Le 13/07/2018 à 13:31, Nathaniel Smith a écrit :
I volunteer to co-author such a PEP. But I'm not up to doing it on my own. So... who else wants to be a co-author? (I'm not going to pressure anyone, but Brett, Mariatta, and Carol, please know that your names were the first ones that jumped to my mind when thinking about this :-).)
I don't know how much time I'll be able to devote to it, but feel free to enlist me.
If you have suggestions for particularly interesting projects or excellent writing on the topic, then this thread would be a good place to mention them.
Perhaps Apache httpd? (or some other major Apache project, since I /think/ they share similar governance structures... I happen to work on Apache Arrow, which is young and a bit on the small side compared to Python, but can ask the project leaders for feedback)
Regards
Antoine.
What I'm thinking:
While this might eventually produce some recommendations, the immediate goal would just be to collect together different options and ideas and point out their trade-offs. I'm guessing most core devs aren't interested in becoming experts on open-source governance, so the goal here would be to help the broader community get up to speed and have a more informed discussion [1].
As per the general PEP philosophy, I think this is best done by having some amount of general discussion on python-dev/python-committers, plus a small group of coauthors (say 2-4 people) who take responsibility for filtering ideas and organizing them in a coherent document.
Places where we'll want to look for ideas:
- The thread already happening on python-committers
- Whatever books / articles / blog posts / etc. we can find (e.g. I know Karl Fogel's Producing OSS book has some good discussion)
- Other major projects in a similar position to CPython (e.g., node.js, Rust) -- what do they do, and what parts are they happy/not-happy about?

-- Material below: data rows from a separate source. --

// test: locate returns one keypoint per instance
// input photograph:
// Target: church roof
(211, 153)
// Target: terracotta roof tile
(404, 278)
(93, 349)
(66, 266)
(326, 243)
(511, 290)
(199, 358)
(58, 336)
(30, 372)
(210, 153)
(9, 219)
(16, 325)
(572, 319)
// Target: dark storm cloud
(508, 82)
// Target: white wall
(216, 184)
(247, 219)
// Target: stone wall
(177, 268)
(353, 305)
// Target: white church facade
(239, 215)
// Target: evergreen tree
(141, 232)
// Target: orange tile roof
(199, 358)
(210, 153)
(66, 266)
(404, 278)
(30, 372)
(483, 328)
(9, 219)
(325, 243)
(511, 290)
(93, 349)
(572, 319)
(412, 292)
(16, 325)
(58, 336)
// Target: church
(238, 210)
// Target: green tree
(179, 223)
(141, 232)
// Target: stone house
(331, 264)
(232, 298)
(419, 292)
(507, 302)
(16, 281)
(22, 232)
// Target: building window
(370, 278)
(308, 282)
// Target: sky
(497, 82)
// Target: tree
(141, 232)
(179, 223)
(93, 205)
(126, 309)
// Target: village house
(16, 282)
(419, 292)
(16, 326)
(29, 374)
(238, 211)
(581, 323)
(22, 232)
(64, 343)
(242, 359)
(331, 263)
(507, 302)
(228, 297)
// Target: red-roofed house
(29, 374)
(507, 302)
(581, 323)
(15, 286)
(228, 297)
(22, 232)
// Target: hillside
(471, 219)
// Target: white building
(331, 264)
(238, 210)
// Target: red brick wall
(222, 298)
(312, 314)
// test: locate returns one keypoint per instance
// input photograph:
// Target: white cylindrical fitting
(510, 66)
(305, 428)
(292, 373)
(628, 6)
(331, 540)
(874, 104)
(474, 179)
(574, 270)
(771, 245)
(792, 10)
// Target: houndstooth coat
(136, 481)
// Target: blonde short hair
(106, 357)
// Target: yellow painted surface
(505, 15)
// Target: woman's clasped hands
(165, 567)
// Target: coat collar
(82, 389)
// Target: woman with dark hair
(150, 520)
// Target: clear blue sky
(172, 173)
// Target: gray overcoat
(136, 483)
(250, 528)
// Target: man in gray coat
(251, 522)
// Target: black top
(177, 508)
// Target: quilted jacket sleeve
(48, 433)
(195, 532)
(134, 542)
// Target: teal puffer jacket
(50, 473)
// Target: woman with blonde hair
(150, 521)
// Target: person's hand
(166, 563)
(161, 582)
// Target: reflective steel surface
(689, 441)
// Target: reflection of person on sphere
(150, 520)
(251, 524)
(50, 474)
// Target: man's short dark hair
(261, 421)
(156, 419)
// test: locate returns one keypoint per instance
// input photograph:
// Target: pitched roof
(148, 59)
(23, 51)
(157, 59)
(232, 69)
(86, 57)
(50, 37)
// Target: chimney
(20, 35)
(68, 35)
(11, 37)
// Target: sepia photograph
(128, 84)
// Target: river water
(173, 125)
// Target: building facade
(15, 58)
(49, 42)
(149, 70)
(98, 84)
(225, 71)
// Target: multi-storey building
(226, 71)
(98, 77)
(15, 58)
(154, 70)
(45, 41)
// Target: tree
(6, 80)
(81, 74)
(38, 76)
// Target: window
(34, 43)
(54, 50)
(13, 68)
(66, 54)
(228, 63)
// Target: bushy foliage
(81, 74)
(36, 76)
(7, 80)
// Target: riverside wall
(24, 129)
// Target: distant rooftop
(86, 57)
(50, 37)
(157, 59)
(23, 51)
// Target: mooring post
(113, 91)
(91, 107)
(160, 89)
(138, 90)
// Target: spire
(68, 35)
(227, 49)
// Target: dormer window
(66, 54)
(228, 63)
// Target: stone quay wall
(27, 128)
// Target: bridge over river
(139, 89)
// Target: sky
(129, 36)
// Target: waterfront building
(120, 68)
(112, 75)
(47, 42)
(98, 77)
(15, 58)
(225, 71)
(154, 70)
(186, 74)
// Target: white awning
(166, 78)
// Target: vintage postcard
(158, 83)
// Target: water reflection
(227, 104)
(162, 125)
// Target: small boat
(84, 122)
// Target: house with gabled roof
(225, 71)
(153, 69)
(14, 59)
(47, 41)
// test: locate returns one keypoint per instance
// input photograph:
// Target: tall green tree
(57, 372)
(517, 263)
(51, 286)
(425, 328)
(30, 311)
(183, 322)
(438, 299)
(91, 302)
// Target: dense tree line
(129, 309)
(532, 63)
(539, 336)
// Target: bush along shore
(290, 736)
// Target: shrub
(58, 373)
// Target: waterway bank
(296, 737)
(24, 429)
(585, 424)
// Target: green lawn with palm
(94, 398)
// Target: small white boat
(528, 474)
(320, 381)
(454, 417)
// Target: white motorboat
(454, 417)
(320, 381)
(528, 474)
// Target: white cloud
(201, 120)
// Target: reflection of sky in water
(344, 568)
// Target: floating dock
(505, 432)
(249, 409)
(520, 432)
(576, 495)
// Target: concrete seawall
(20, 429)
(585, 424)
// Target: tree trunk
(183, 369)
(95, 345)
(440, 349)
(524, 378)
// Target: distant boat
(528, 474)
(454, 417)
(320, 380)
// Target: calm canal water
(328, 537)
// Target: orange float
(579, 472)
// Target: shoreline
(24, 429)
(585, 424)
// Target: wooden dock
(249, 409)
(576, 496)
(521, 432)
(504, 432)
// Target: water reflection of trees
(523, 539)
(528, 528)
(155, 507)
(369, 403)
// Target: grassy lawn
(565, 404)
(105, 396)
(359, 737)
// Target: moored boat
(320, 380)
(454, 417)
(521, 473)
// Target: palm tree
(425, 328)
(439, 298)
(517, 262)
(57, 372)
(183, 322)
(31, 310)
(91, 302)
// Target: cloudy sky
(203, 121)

- Large Python projects (e.g. Django) -- likewise
-n
[1] The NumPy project has put a lot of energy into working through governance issues over the last few years, and one thing that definitely helped was coming up with some "assigned reading" ahead of the main sprint where we talked about this. NumPy's problems are/were pretty different from CPython's, but I'm imagining this PEP as filling a similar role.